A globular protein interaction module composed of a bundle of six alpha-helices. Has similarities to the death effector domain and CARD domain. TNFR1, Fas receptor, TRAIL1 and TRAIL2 all have death domains and similar pathway that leads to apoptosis.
What are two key examples of TNF receptors?
p75 low affinity receptor - regulates apoptosis in the nervous system. Ligands: NGF, BDGF, NT-3/4
CD95 or Fas receptor - regulates peripheral tolerance and lymphoid homeostasis in the immune system. Ligand: Fas-ligand
What happens when there’s a mutation in Fas?
Causes autoimmune lymphoproliferative syndrome. Phenotype causes an increase in proliferation of lymphocytes and increased size of lymphatic organs like the lymph nodes or spleen.
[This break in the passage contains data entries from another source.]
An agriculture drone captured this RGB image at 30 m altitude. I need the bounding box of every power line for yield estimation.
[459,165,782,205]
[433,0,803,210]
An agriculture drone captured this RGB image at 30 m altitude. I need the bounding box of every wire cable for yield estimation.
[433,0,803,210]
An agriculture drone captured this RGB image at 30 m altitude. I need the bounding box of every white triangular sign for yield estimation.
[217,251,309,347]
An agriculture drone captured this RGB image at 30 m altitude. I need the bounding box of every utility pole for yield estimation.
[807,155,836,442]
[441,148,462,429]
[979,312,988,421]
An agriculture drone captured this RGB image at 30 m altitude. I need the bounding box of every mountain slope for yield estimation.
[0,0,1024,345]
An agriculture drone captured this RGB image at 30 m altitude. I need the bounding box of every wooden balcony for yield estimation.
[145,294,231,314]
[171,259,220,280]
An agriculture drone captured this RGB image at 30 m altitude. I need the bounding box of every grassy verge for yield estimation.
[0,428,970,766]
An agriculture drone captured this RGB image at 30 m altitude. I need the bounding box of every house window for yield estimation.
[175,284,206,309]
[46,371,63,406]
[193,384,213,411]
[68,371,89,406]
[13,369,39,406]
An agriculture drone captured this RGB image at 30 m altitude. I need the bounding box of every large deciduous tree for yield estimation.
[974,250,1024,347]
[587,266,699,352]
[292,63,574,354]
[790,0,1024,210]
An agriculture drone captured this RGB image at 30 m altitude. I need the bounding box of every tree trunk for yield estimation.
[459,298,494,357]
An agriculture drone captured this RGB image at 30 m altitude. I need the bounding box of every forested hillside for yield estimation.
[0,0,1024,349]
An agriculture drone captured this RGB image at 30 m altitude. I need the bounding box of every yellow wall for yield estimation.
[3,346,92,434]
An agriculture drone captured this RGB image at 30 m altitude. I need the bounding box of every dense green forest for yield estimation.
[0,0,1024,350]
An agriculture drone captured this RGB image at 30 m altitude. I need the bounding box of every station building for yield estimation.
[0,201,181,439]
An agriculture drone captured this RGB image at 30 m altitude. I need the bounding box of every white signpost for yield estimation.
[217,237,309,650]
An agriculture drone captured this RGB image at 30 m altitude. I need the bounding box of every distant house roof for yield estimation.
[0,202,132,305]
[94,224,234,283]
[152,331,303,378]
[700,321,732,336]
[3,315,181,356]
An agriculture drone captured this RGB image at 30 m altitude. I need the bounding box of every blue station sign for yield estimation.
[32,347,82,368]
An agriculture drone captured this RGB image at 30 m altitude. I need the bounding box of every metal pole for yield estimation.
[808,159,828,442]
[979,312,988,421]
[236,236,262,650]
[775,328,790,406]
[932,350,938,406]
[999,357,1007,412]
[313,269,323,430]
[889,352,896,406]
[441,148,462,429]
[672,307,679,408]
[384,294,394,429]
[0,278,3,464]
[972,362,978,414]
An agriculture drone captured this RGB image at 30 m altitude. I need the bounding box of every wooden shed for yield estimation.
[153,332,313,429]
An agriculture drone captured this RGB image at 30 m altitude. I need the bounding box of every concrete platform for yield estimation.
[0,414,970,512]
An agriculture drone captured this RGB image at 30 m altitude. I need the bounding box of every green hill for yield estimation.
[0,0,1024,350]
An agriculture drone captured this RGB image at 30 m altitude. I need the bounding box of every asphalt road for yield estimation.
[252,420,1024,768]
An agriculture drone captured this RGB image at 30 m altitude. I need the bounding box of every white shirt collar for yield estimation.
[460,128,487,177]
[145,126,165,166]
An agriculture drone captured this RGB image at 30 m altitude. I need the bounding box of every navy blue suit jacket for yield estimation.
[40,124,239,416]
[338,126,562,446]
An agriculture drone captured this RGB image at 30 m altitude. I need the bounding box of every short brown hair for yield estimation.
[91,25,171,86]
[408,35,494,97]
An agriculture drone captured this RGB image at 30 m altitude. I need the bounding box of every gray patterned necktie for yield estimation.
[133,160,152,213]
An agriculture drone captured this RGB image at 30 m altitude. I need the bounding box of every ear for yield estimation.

Non-malignant.
What is the Fas receptor?
Fas ligand is membrane bound and can only act at the cell surface. FasR is regulated by a tyrosine phosphatase called PTPN13 which contains protein-protein interaction domains. Fas interacts with PDZ3 and PDZ5 domains.
In cancer cells, overexpressed PTPN13 causes Fas to be reduced at the cell surface
What is the TNF receptor structure?
TNF-a is a trimer (3 identical subunits). Alternate b-sheet and unstructured loop (jelly-roll structure).
What are the two models for TNFR activation?
- 3 monomeric receptors are far apart from one another at the plasma membrane. Addition of a trimeric ligand causes trimerisation and the clustering of ECD and ICD, 3 death domains will interact, inducing activation.
- PLAD (pre-ligand association domain) is present on the pre-formed trimer. This association doesn’t mean that the receptor is active because although the ECD are close the death domains are still far apart. Requires the ligand to cause conformational change to bring DD together.
What are the two receptor families for NGF?
- TrkA (receptor tyrosine kinase) survival and axonal growth
- Low-affinity p75 (tumour necrosis factor receptor) initiates apoptosis
What is the downstream pathway of the Fas receptor/extrinsic pathway of apoptosis?
Membrane-bound trimeric ligand induces a trimerisation of the receptor at the plasma membrane. Death domain becomes sticky and can bind to other proteins. Fas-associated death domain (FADD) adaptor protein binds to the receptor (has its own death domain and death effector domain). Death domains can interact with one another. The DED is cleaved and interacts with another DED of caspase-8 (initiator caspase). Caspase-8 then activate other caspases.